3. 1984 O Domínio sobre a Realidade e a Manipulação do Passado

'1984' explora a capacidade humana de dominação por meio da guerra e da manipulação da verdade. A obra questiona a natureza da verdade e sua fragilidade, mostrando que a realidade é construída pela subjetividade do Partido, o qual determina o que é ou não verdade. A imposição da verdade pelo partido, mesmo que inválida, torna-se predominante através do silenciamento da minoria discordante, rotulando-a como insana. O controle do passado pelo Partido é central, com a manipulação de registros e a alteração contínua da história. Winston Smith, como funcionário do Ministério da Verdade (Miniver), representa o dilema do indivíduo em um regime totalitário. A repetição de slogans como 'guerra é paz, liberdade é escravidão, ignorância é força' reforça a capacidade do Partido em controlar a mente da população. A obra ilustra a manipulação da opinião pública através da imprensa, do cinema e do rádio, demonstrando o erro das tiranias passadas em ignorar os pensamentos dos súditos e a eficácia da vigilância constante e da supressão de informações para manter o poder. A busca de Winston por fontes confiáveis de informação, revelando a manipulação do passado e o conceito de 'negribranco' que permite a distorção da realidade, ilustra o objetivo central da obra em apontar os perigos do controle totalitário sobre a verdade.

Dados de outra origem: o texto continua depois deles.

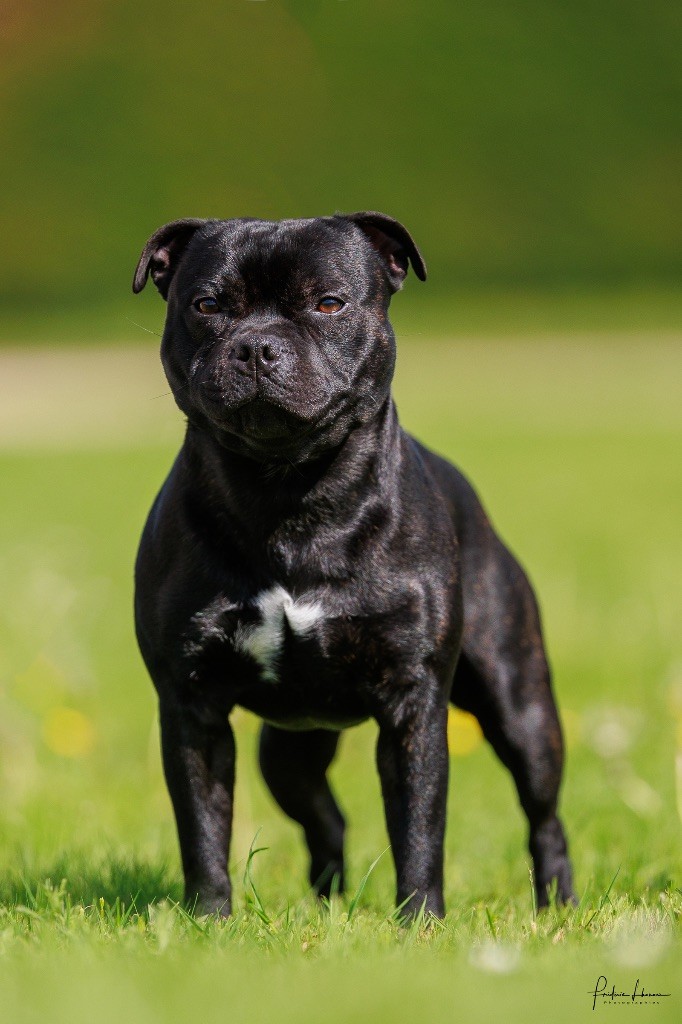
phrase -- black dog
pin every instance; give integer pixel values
(309, 560)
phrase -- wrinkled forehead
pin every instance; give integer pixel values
(275, 256)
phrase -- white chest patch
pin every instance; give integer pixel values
(263, 640)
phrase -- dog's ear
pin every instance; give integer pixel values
(393, 243)
(162, 254)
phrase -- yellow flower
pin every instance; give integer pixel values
(69, 732)
(464, 733)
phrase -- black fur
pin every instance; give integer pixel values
(309, 560)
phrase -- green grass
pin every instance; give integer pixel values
(574, 445)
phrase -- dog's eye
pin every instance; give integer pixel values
(330, 305)
(207, 305)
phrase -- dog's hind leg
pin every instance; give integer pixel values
(294, 765)
(503, 679)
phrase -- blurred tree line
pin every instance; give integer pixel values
(529, 143)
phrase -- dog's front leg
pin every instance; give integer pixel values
(199, 764)
(412, 757)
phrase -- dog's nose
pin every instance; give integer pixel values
(257, 353)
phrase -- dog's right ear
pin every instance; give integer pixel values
(162, 254)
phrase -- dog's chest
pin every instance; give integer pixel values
(262, 634)
(281, 623)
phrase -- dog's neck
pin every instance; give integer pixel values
(262, 507)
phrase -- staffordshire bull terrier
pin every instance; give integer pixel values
(309, 560)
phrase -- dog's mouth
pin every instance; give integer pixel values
(261, 420)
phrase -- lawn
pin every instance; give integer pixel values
(574, 443)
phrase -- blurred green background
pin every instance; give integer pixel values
(533, 150)
(531, 147)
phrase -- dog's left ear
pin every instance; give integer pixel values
(162, 254)
(393, 243)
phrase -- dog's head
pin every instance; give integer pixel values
(276, 339)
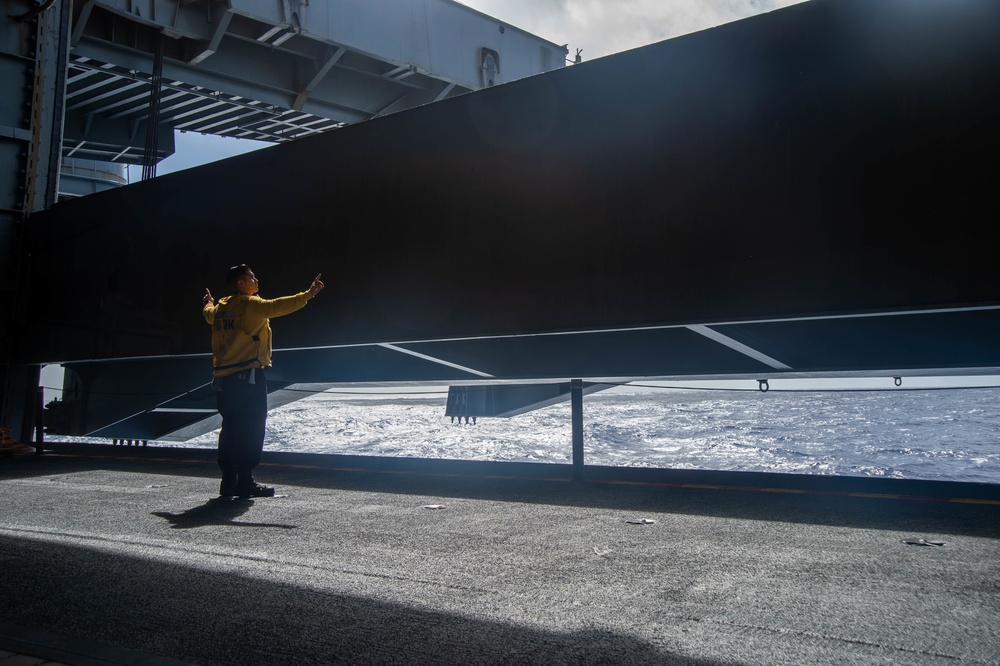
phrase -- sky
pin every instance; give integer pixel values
(598, 27)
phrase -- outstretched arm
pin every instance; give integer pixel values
(208, 306)
(317, 285)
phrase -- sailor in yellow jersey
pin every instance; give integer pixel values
(241, 349)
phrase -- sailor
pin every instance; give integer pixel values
(241, 349)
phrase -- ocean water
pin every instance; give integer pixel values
(915, 434)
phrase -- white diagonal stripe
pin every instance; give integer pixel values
(738, 346)
(434, 360)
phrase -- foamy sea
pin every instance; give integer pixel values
(915, 434)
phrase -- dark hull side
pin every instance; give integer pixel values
(836, 157)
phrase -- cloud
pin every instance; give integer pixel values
(603, 27)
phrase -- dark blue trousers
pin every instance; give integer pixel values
(243, 407)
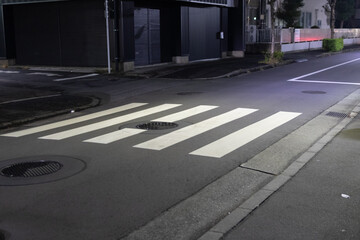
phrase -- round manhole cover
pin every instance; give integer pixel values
(314, 92)
(157, 125)
(31, 169)
(38, 169)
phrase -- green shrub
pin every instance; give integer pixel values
(333, 45)
(278, 57)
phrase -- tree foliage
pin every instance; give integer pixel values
(289, 12)
(330, 8)
(344, 10)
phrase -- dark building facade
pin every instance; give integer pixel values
(141, 32)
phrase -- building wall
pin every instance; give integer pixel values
(73, 32)
(313, 14)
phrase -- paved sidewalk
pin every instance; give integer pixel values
(227, 67)
(321, 202)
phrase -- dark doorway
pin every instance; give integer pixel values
(147, 36)
(203, 28)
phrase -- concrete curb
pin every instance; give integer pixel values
(218, 231)
(95, 102)
(247, 70)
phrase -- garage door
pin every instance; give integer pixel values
(70, 33)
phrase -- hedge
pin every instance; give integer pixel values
(333, 45)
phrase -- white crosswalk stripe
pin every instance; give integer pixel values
(124, 133)
(228, 144)
(109, 123)
(73, 121)
(185, 133)
(185, 114)
(216, 149)
(115, 136)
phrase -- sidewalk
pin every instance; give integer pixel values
(321, 202)
(227, 67)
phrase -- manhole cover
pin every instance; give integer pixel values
(314, 92)
(337, 114)
(31, 169)
(38, 169)
(188, 93)
(157, 125)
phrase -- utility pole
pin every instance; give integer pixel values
(107, 34)
(116, 35)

III.O Direito à Verdade e Suas Implicações Uma Análise Filosófica e Jurídica

A seção examina o conceito de verdade, explorando diferentes perspectivas filosóficas: a alethéia (descoberta da verdade), a veritas (precisão), e a emunah (confiança). A obra cita a célebre pergunta de Pilatos, “o que é a verdade?”, destacando a tensão entre verdade e poder político. A análise da manipulação da verdade, explorando conceitos da obra de Hannah Arendt, destaca a mentira como ferramenta política, enfatizando a dificuldade de combater a mentira organizada. O estudo discute a importância da busca pela verdade fatual em contraponto à desinformação, crucial para a construção de uma memória coletiva autêntica. A Comissão Nacional da Verdade no Brasil serve como exemplo prático da busca pela verdade após a superação de um regime autoritário. A pesquisa analisa o Direito à Verdade como um direito fundamental, considerando seus limites e a necessidade de acesso à informação para uma sociedade democrática, incluindo referências às Convenções de Genebra e o Protocolo Adicional I. A importância do luto coletivo como processo de superação de traumas históricos e construção de identidade nacional também é abordada.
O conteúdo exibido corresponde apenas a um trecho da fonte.